Among its curious properties is an almost anaesthetic quality. Too many chennettes, or a single particularly aggressive one, will leave you with that puffy, mouth-full-of-cotton-wool sensation. Where, you wonder, is the delight of the chennette? Why would anyone but fools or starving gypsies eat such a thing? For the brave, the rewards are considerable. The decadent pleasure of that silky slipperiness rivalled only by the oyster’s. The hints of sweetness that climb up through the tartness. The whole delicate process of eating it: no coarse chewing (unless you want to end up sawing though a fairly vile seed). It is popped whole into the mouth and sucked slowly, until the tender flesh is drained of its juices.

Adding to the sense of the forbidden is the impossibility of the tree. A chenette tree doesn’t start bearing until it has a nice view of the city, and its weak branches will permit climbing only by the lightest; little spirit-children like douens, for instance. Nature did all she could to protect us from the perils of the chennete, it seems. But who ever listened to good advice?

Anu Lakhan

Kitchen Shelf

HIGH SPIRITS

Mount Gay Infusion!: Spirited Cooking by Paul Yellin
(Macmillan Caribbean, ISBN 1-4050-1721-X)

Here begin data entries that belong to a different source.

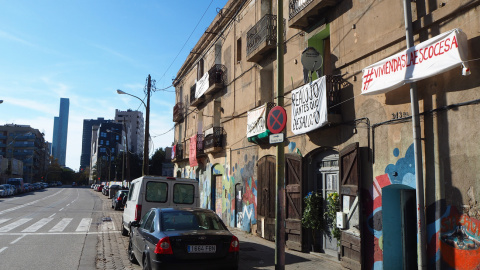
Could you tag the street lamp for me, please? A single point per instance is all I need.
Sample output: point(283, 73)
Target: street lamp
point(147, 122)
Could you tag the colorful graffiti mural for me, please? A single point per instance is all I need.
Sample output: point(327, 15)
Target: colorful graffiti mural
point(453, 238)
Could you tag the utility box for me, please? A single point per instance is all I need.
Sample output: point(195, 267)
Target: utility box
point(341, 220)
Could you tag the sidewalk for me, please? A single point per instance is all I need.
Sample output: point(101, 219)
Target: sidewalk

Use this book wisely, and hide it well before the first guest arrives. You will seem all the more impressive. Don’t be fooled by the sexy, minimalist design and sumptuous photography; this is no coffee-table trinket.

Infusion! — created by Bajan chef Paul Yellin to celebrate the 300th anniversary of one of the world’s oldest rums, Mount Gay — offers tipsy renditions of multicultural fare livened by liberal splashes of the Caribbean’s favourite spirit. The collection of easily doable recipes kicks off, as well it might, with drinks. In his introduction, Yellin encourages the cook to get into the spirit of the meal by fixing a nice rum-inspired cocktail. The imagination of Mount Gay’s own award-winning bartender, Chesterfield Browne, provides a few suggestions.

Yellin, who has helped open restaurants in New York, Toronto, Berlin, and Barbados, brings an international awareness to the table. His recipes combine European and Asian influences with traditional Caribbean flavours, but he has thoughtfully abstained from little-known and hard-to-pronounce ingredients difficult to find in the islands, and which might do little more than dampen the aspirations of the non-Caribbean cook.

Lose the batik shirts and the songs about bananas and coconut trees — Caribbean cuisine is shedding the clichés.

AL

RECIPE: Drunken Rum Punch Chicken Stew

1 whole chicken cut into pieces
1 teaspoon lime juice
3/4 cup chopped onion
2 garlic cloves chopped
1/2 teaspoon minced scotch bonnet pepper
1 litre pineapple juice
1 litre orange juice
1/4 cup brown sugar
1 cup Mount Gay Eclipse Rum
chives, parsley, and tomato to garnish

Season chicken with salt and pepper and lime juice. Sauté vegetables and chicken until chicken turns white, add juices, sugar, and Mount Gay Eclipse Rum, and stew for 1 1/2 to 2 hours.